Once the pipe was in, I clambered out of the hole in the floor, ran to the garden and grabbed Tim's bag of concrete, shoving it into a wheelbarrow. I then wheeled my materials back inside. In a frenzy I mixed together a lumpy solution of concrete, sand and water in our wheelbarrow. It was not good enough, but it would have to do. With a few tears and an immense sense of wrong doing, I tipped my wheelbarrow sideways and poured the concrete into the hole, sealing it. Sealing Tim's grave.


I cleaned up after myself thoroughly. No-one would ever have been able to say the mess I'd created existed when I was done with my clean-up. I called the police and told them that Tim was missing. They opened a case file on him, but there was never one spotting. Murder, death, wasn't suspected. They just thought that Tim had run off, leaving me, his poor wife behind.


Years passed and my life moved on. I remained in the same house in which Tim was buried, but even when in the bathroom my memories of him were weak. Eventually, I even moved on from the feelings I'd had for Tim. I remarried.
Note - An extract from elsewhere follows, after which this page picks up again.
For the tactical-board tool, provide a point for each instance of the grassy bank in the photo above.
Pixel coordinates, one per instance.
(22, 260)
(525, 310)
Winston moved into the house and for a while everything was great. But lately, the pipes had been wheezing and he was thinking of calling in a plumber. I, of course, was very opposed to this plan. One morning though, Winston burst from the shower, stark naked and screaming. He was covered in dry flakes of red blood. Tim must have gotten into the pipe somehow. It was then I knew I'd been discovered, or at least would be in a matter of moments. I had seconds to change things, buy myself more time.


I ran to the kitchen and grabbed a knife. Ran back to where Winston stood, staring at the shower, aghast. His back was turned to me and it was all too easy to do it a second time, to take life. He fell to the ground with a crash, but I kept calm. I cast about me, searching for a hole. Somewhere to hide him.